– Настало время, и царь Соломон достиг могущества, которого не знал еще до него ни один правитель в мире. Чего бы пронзительные и проницательные глаза царя ни пожелали бы, он ни в чем и никогда не отказывал им и не возбранял сердцу своему никакого веселья…

Затаившая дыхание, женщина интуитивно почувствовала, что они подходят к самому интересующему ее моменту.

– Было у царя семьсот жен и триста наложниц…

– Ах! – невольный вздох изумления вырвался из женской груди.

О, Аллах! Разве может она себе представить оное? О чем, о каком же благочестии можно еще говорить? Блуд и беспробудное распутство. Сие есть грех, тяжкий грех – слушать подобные развратные речи. Ей следует прервать слова почтенного странника. Но она не в силах…

– Да-да, ханум, именно столько, говорят, было у него жен, не считая рабынь и наложниц. И всех их очаровывал своей любовью Соломон, а потому как дал ему Господь такую неиссякаемую силу страсти, какой не имелось у людей обыкновенных…

Бесстрастным голосом дервиш рассказывал о том, что любил царь евреек белолицых, черноглазых, красногубых хеттеянок за их яркую, но мгновенную красоту, что столь рано и прелестно расцветает, а потом стремительно вянет, как цветок нарцисса.

Любил он смуглых, высоких, пламенных филистимлянок с жесткими и курчавыми волосами. Они носили на кистях рук звенящие из золота запястья, золотые обручи на плечах, а на обеих щиколотках широкие браслеты, соединенные друг с другом тонкой цепочкой…

Любил он нежных, маленьких, гибких аммореянок, сложенных без упрека. Верность и покорность их в любви вошли в пословицу. Женщин любил из Ассирии, искусно удлинявших красками свои дивные глаза.

Любил царь желтокожих египтянок, неутомимых в любви и столь же безумных в ревности, сладострастных вавилонянок, у которых все тело под одеждой гладко, как мрамор, ибо они особой пастой истребляли на нем все волосы…

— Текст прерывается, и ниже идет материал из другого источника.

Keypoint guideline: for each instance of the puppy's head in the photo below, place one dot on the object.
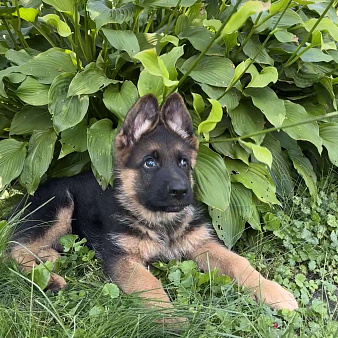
(155, 152)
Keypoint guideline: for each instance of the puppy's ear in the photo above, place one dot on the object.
(142, 118)
(176, 117)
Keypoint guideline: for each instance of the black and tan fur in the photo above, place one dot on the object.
(148, 215)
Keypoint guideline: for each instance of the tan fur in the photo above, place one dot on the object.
(28, 254)
(212, 255)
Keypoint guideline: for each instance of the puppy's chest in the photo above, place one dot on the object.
(162, 245)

Обожал царь дев из Бактрии, красивших волосы и ногти в огненно-красный цвет и носивших на себе тонкие шальвары, хрупких женщин с голубыми глазами, с льняными волосами и нежным запахом кожи, коих ему привозили с полуночных стран, и язык коих был никому непонятен. Кроме того, царь любил многих дочерей Иудеи и Израиля…

– О, Аллах! – прошептали женские уста, не в силах осознать все это, услышанное собственными ушами.

– А также разделял царь ложе с Балкис-Македа, царицей Савской, что превзошла всех женщин мира своей красотой, мудростью, богатством и разнообразием искусства в страсти. Иудей совершенно покорил ее своим умом и находчивостью, заставив пройти по зеркалам, уложенным на землю, и приподнять свои нижние юбки…

Чуть прищурились женские глаза, усмешка тронула ее уста. Слышала она о том, будто бы у той царицы на ногах росли козлиные копытца…

И княжич Олег баял, что Соломон хитростью заставил пройти ее через зеркала, а та, подумав, что ступает в воду, приподняла подол.

Нет, козлиных копытцев не оказалось, но женские ножки на поверку вышли кривоваты да шерстью знамо покрыты…

– Не оставил царь Соломон без внимания и сунамитянку Ависагу, согревавшую старость царя Давида, ласковую и послушную красавицу, из-за которой он предал своего старшего брата Адонию смерти от руки Ванея, сына Иодаева…

И бедную девушку из виноградника, по имени Суламифь, одну из всех земных женщин любил царь всем своим сердцем…

Почувствовав, как жаркая краска густо разливается по всему лицу, Суюм встала и отошла к окну. Да, правду ей тогда баял княжич Олег, выходит, так все и было…


Выйдя из гостиной, Насима остановилась в раздумье. Несмотря на желание отыскать своего мужа и допытаться у него о причине их столь поспешного вызова в столицу, она чувствовала, что все ее нутро нещадно раздирается на части от нестерпимого любопытства. Охота дознаться до всего все ширилась и поднималась, росла вместе с уже укрепившейся в ее сердце тревогой за своего старшего брата Глеба.